There is hope, however, in the film's suggestion that the boundaries between Self and Other are permeable. Wikus undergoes a process of mutation, becoming an alien himself. One of the visitors makes his own journey from threatening potential terrorist, cooking up a technological device in a hidden lab in the slum, to protector and saviour of the weak and wounded Wikus. By the end of his transformation he has been given a human name, Christopher, and begins to display human emotions. That which separates man from alien, and hence race from race, is fragile and perishable; the Self and the Other are ultimately the same thing.

This marks a drastic change from the science fiction of the 1950s, from which this film draws stylistically. The bug-eyed aliens and gigantic monsters that stalked America's cinema screens in the middle of the 20th century were not there to be understood but to be eliminated. The overwhelming majority were hostile and intent on our destruction. Films such as Invasion of the Saucer-Men (1957) and The War of the Worlds (1953) cast aliens as irreconcilably different from and unremittingly threatening to human beings. Though it lifts some visual references from these films, District 9 serves to highlight just how far cinema has come by depicting the human Self and the alien Other as two halves of the same whole.
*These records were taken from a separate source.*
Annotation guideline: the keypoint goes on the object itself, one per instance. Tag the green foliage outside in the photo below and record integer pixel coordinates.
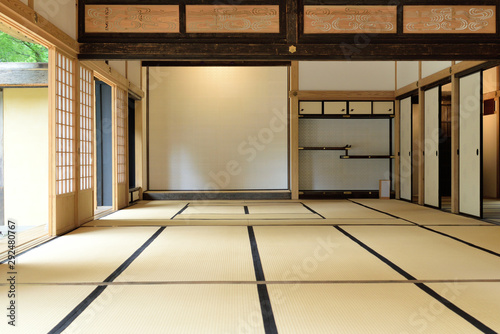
(17, 51)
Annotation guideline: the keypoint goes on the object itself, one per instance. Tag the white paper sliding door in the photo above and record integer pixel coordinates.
(470, 144)
(431, 147)
(405, 149)
(218, 128)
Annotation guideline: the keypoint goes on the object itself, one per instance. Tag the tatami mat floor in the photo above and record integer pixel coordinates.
(346, 266)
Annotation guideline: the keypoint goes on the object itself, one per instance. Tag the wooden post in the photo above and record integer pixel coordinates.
(455, 117)
(397, 148)
(420, 147)
(294, 130)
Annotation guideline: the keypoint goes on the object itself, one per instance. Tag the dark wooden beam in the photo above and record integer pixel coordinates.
(341, 51)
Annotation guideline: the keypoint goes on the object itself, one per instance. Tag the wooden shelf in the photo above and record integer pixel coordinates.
(319, 148)
(359, 116)
(366, 157)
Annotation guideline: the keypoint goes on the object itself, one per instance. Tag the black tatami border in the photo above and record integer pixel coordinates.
(265, 301)
(180, 211)
(64, 323)
(316, 213)
(432, 230)
(452, 307)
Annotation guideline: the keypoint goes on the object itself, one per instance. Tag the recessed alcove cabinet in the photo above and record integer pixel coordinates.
(345, 147)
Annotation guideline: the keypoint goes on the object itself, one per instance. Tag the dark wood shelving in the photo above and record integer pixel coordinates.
(326, 148)
(366, 157)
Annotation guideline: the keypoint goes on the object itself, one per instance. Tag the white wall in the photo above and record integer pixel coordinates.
(61, 13)
(407, 73)
(134, 72)
(347, 75)
(431, 67)
(119, 66)
(218, 128)
(26, 156)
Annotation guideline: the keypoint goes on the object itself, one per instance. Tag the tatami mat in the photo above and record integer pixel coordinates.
(343, 209)
(217, 309)
(480, 300)
(361, 308)
(244, 222)
(297, 253)
(40, 308)
(264, 208)
(148, 210)
(194, 209)
(275, 216)
(427, 255)
(484, 236)
(419, 214)
(212, 253)
(84, 255)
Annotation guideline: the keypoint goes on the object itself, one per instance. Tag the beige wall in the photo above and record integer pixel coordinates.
(347, 75)
(26, 155)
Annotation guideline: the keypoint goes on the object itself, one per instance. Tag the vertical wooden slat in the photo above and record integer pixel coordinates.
(52, 141)
(455, 98)
(397, 148)
(294, 130)
(420, 146)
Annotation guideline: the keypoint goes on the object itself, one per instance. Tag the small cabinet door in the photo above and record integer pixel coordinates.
(310, 108)
(360, 108)
(383, 108)
(335, 108)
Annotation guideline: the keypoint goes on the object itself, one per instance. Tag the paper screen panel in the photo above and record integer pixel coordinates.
(86, 128)
(65, 125)
(405, 166)
(470, 142)
(431, 147)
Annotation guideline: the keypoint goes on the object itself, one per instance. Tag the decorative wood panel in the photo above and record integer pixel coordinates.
(350, 19)
(232, 19)
(131, 19)
(449, 19)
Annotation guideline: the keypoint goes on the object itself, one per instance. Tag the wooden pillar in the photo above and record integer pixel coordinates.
(294, 130)
(420, 147)
(397, 148)
(455, 98)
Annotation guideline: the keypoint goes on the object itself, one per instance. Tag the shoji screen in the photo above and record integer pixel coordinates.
(86, 145)
(65, 125)
(431, 147)
(470, 144)
(121, 112)
(405, 149)
(218, 128)
(86, 128)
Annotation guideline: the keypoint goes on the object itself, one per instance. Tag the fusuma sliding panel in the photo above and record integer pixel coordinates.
(218, 128)
(405, 171)
(470, 145)
(431, 147)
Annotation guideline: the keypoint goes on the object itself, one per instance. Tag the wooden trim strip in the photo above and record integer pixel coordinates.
(306, 95)
(104, 71)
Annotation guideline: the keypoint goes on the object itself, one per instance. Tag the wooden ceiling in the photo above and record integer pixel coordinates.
(289, 30)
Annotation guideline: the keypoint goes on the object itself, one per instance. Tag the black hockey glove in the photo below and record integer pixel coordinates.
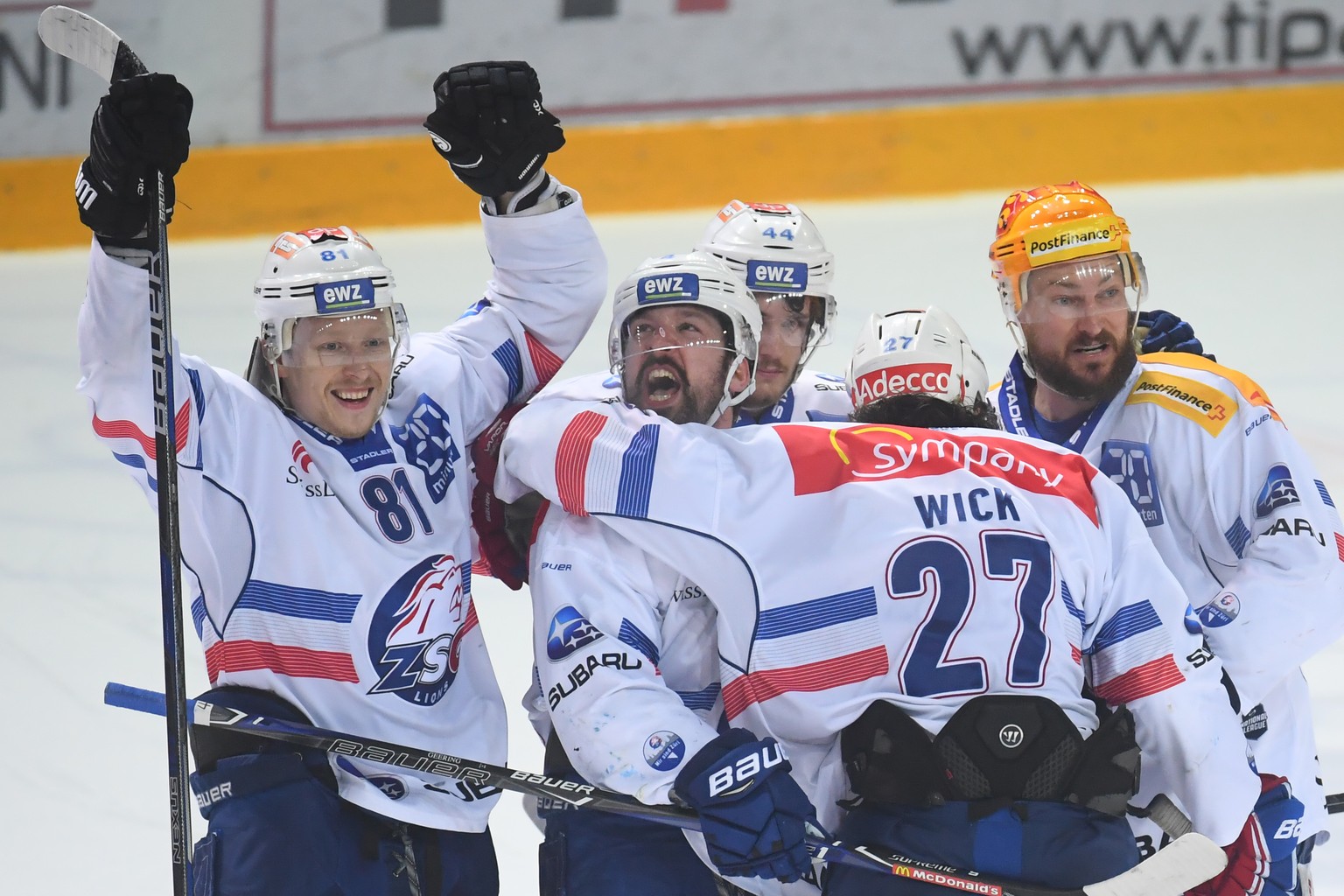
(489, 124)
(140, 127)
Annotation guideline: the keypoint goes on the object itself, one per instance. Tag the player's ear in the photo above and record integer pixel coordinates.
(741, 378)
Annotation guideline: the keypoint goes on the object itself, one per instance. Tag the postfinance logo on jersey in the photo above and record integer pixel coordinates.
(824, 459)
(1195, 401)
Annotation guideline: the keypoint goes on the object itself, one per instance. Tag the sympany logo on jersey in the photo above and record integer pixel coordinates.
(1277, 492)
(416, 634)
(429, 444)
(569, 632)
(664, 750)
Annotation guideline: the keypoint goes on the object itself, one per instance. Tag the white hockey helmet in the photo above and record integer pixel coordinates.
(691, 278)
(776, 248)
(915, 352)
(324, 271)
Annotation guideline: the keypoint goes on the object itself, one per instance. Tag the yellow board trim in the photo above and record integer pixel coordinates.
(1195, 401)
(396, 182)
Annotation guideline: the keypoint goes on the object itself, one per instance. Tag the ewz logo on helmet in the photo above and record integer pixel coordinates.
(344, 296)
(777, 276)
(669, 288)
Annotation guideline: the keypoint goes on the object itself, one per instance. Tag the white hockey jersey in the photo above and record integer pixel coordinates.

The message that the film has for the world, it seems, is that, if science fiction cinema can abandon its age-old belief that biological (and hence racial) difference equates to manifest distinctions, why is the rest of the world still cutting each other open, prejudging one another according to skin colour and responding as if pigmentation were destiny? This is a science fiction blockbuster that truly highlights the potential of its medium to challenge the socio-political status quo.
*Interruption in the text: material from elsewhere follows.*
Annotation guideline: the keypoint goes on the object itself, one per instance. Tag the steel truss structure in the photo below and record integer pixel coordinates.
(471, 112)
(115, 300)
These are, however, too lofty ambitions for a film with such populist tendencies. Ultimately the tightrope walk between respectability and commerciality proves too difficult for District 9. As the film moves into its final act, and slowly but surely the guns and robots emerge from the shadows for one final battle, it is pervaded by a creeping sense of disappointment; all those glittering fragments of ideas that flashed before our eyes, all those promises of a truly complicated blockbuster, are killed off just as violently as the cannon fodder within the diegesis. Just as the more traditional camera work that creeps into the film forces out the sense of veracity and significance produced by its early reliance on supposedly found footage and news reports, so too do the trappings of the Hollywood science fiction film evacuate the historicity and allegory that the films utilised early on. District 9 is, in the final analysis, a film that promises to challenge not just our prejudices, both past and present, but also the very medium in which this challenge is delivered. Unfortunately it falls disappointingly short of these laudable goals with the result that it ends its runtime hiding behind the cliches that it at first sought to destroy.